Updated 14 March 2025
Date of assessment: 10 April to 27 June 2025.
Supported Living Services Uxbridge provides the regulated activity of personal care to people who live in their own homes but are provided with support for daily living (known as supported living). At the time of this assessment the provider was providing personal care and support to 5 people, in 5 separate properties, with mental health needs, learning disabilities and autistic.
We carried out this assessment because of concerns raised by the local authority for a person who used the service. The last rating for this service was requires improvement (report published 24 October 2022). This was because staff did not always follow the correct procedures for safe administration and recording of medicines and the provider’s audits had not identified these shortfalls. At this assessment, we found that sufficient improvements had been made, so the provider was no longer in breach of this regulation. However, there were still some areas that required further improvements. The overall rating for the service is good following this assessment.
Records about people’s medicines were not always clear or robust enough.
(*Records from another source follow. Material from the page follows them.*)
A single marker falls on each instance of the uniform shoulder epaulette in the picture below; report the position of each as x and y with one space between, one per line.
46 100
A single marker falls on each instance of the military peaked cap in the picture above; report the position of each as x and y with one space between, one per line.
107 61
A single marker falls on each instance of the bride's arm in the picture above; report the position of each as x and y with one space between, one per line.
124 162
However, people received their medicines as prescribed.
Staff did not always communicate clearly with external partners and this placed people at greater risk of inappropriate care.
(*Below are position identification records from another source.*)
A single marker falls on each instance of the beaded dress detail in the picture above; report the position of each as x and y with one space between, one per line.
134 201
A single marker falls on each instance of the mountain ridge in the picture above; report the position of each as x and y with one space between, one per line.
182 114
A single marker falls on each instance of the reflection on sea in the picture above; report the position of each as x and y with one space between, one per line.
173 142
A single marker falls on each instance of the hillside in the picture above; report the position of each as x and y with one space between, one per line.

We discussed areas of concern with the registered manager and they took action to address these following our feedback.
People received a safe service, were protected from abuse and neglect and had their human rights promoted. The service followed safe recruitment processes and there were enough staff deployed to support people in their individual supported living settings. Care and risk management plans were individual and met the needs of people using the service. Staff knew people well and understood how they liked to be supported. Management was approachable and staff felt supported in their roles. The provider sought feedback from people, relatives and staff and used this to develop the service. There were effective systems to monitor the quality of the service and to identify and drive improvements when required.
We assessed the service against ‘Right support, right care, right culture’ guidance to make judgements about whether the provider guaranteed people with a learning disability and autistic people respect, equality, dignity, choices, independence and good access to local communities that most people take for granted. We found the provider was meeting the principles of Right support, right care, right culture.